ECLI:NL:OGHACMB:2016:37

Gemeenschappelijk Hof van Justitie van Aruba, Curaçao, Sint Maarten en van Bonaire, Sint Eustatius en Saba

Datum uitspraak
3 juni 2016
Publicatiedatum
21 juni 2016
Zaaknummer
HLAR 74445/15
Instantie
Gemeenschappelijk Hof van Justitie van Aruba, Curaçao, Sint Maarten en van Bonaire, Sint Eustatius en Saba
Type
Uitspraak
Rechtsgebied
Bestuursrecht
Procedures
  • Hoger beroep
Vindplaatsen
  • Rechtspraak.nl
AI samenvatting door LexboostAutomatisch gegenereerd

Afwijzing van een verzoek om verlening van een vergunning tot tijdelijk verblijf voor gezinsvorming

In deze zaak gaat het om de afwijzing van een aanvraag voor een vergunning tot tijdelijk verblijf voor gezinsvorming, ingediend door een vreemdeling die bij zijn moeder in Sint Maarten wilde verblijven. De minister van Justitie heeft de aanvraag afgewezen op basis van het uitlandigheidsvereiste, zoals vastgelegd in de Landsverordening Toelating en Uitzetting (LTU). De vreemdeling verbleef sinds augustus 2012 illegaal in Sint Maarten en diende zijn aanvraag pas in op 11 juli 2013. Het Gerecht in eerste aanleg verklaarde het beroep van de appellanten ongegrond, waarna zij hoger beroep instelden.

Het Gemeenschappelijk Hof van Justitie heeft de zaak op 14 maart 2016 behandeld. De appellanten, bijgestaan door hun advocaat, en de minister, vertegenwoordigd door zijn advocaat, waren aanwezig. Het Hof overwoog dat beslissingen over vergunningen tot verblijf uitsluitend de desbetreffende vreemdeling treffen. Appellante sub 1 was niet rechtstreeks in haar belang getroffen door de afwijzing van de aanvraag van de vreemdeling, waardoor het Gerecht haar beroep ten onrechte niet-ontvankelijk had verklaard. Het Hof verklaarde het hoger beroep in zoverre gegrond.

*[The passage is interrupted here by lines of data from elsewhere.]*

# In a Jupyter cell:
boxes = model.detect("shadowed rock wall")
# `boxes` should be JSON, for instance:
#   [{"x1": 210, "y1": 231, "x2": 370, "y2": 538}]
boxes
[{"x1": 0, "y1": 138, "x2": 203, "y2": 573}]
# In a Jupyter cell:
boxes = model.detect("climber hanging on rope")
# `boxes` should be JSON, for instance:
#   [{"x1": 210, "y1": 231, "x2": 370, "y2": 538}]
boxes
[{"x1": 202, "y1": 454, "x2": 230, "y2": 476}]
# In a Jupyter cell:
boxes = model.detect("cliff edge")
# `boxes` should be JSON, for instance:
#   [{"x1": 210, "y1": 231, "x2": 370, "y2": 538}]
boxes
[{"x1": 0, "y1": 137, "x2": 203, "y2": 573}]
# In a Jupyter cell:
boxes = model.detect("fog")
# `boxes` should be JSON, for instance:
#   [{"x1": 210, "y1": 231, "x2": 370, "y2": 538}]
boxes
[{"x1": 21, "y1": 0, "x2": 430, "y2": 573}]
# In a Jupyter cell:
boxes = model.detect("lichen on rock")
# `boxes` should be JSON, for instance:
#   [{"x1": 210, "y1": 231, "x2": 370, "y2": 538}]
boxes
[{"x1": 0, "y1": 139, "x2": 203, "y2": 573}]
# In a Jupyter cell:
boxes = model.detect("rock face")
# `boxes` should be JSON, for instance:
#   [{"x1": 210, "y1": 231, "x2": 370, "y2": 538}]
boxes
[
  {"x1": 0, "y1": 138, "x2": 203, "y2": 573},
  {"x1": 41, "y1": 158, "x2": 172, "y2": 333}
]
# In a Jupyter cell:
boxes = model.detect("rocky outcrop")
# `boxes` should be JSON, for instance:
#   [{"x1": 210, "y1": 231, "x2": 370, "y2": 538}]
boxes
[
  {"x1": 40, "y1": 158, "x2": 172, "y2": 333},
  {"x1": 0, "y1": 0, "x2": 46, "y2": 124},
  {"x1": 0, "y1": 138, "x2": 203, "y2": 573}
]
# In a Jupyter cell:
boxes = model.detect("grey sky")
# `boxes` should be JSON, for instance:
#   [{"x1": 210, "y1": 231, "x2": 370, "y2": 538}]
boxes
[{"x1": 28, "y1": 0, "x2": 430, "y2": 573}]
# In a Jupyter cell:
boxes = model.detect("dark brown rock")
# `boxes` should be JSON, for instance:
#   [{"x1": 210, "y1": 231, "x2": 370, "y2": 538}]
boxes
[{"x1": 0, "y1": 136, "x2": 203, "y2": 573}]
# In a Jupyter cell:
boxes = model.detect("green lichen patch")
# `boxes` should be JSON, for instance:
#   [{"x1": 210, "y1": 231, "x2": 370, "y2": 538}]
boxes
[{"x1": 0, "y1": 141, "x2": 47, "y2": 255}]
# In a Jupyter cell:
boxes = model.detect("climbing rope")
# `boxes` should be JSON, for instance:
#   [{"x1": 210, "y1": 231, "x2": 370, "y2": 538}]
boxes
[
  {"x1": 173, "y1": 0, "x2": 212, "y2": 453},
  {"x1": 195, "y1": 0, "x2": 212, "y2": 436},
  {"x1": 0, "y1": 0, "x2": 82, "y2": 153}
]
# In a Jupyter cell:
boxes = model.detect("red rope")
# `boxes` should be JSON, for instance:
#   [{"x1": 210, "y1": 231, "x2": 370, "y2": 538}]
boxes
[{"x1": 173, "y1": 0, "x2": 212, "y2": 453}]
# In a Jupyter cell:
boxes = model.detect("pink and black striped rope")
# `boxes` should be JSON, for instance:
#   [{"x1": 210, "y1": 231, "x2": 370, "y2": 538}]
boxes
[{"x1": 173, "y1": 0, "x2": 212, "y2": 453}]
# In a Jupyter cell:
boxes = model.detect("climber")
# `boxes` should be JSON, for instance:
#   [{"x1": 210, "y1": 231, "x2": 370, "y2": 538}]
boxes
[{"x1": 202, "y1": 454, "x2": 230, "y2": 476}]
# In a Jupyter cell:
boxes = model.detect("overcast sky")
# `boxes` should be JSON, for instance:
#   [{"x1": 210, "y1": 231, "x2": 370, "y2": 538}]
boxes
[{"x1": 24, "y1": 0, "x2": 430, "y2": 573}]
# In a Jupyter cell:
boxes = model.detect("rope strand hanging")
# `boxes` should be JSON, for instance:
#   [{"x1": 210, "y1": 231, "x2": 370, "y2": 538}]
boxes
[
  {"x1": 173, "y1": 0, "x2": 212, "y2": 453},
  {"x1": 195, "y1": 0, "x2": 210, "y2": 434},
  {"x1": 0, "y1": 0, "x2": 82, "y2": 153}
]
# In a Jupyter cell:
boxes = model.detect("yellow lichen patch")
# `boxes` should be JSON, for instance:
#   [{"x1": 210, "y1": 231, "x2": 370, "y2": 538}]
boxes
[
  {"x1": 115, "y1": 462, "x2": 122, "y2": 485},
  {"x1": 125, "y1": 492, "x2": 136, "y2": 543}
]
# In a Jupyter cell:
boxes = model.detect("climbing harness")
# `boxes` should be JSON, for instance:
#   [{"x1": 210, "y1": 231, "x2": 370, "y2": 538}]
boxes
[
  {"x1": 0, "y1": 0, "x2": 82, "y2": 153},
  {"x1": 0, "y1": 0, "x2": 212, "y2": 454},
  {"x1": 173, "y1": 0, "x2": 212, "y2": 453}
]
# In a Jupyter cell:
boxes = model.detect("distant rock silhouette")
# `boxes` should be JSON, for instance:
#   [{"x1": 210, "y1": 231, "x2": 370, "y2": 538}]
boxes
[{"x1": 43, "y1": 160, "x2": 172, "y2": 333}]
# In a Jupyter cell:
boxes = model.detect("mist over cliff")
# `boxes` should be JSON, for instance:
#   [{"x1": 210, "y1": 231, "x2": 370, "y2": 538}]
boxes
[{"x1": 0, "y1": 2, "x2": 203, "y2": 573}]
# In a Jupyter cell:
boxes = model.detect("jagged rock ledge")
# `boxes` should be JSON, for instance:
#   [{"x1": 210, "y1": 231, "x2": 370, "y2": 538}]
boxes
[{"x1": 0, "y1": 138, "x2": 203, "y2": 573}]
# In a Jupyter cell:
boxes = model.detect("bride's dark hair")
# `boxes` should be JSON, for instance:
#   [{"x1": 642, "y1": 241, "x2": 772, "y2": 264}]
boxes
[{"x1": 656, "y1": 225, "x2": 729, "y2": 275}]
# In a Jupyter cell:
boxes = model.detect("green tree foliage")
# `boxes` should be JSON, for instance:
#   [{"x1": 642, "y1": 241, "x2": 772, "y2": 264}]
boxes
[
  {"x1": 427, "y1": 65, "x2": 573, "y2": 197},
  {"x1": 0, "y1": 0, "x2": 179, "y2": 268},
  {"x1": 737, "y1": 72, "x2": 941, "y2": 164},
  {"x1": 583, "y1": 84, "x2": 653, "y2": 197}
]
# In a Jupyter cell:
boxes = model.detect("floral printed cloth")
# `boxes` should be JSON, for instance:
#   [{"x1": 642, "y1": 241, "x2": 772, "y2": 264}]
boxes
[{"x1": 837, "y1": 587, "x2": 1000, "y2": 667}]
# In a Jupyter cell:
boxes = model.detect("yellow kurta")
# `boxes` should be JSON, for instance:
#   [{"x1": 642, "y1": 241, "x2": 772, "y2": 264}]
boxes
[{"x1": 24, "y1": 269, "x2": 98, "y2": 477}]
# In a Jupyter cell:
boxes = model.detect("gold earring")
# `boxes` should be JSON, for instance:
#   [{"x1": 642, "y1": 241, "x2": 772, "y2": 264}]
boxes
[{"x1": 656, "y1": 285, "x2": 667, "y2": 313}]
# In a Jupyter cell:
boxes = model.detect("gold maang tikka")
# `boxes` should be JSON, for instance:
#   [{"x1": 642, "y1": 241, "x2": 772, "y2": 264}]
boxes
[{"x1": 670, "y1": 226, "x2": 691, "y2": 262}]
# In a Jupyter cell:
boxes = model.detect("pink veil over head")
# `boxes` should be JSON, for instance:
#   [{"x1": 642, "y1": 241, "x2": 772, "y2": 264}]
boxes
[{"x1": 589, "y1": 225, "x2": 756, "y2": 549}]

De minister had de afwijzing van de aanvraag onderbouwd met het argument dat de vreemdeling niet voldeed aan het uitlandigheidsvereiste. Het Hof oordeelde dat het Gerecht terecht had vastgesteld dat de vreemdeling geen bijzondere omstandigheden had aangevoerd die de minister zouden dwingen om van het beleid af te wijken. Ook het beroep op artikel 8 van het EVRM, dat het recht op respect voor het gezinsleven waarborgt, werd door het Hof verworpen. De afwijzing van de vergunning was geen inmenging in het gezinsleven, aangezien de vreemdeling geen rechtmatig verblijf had.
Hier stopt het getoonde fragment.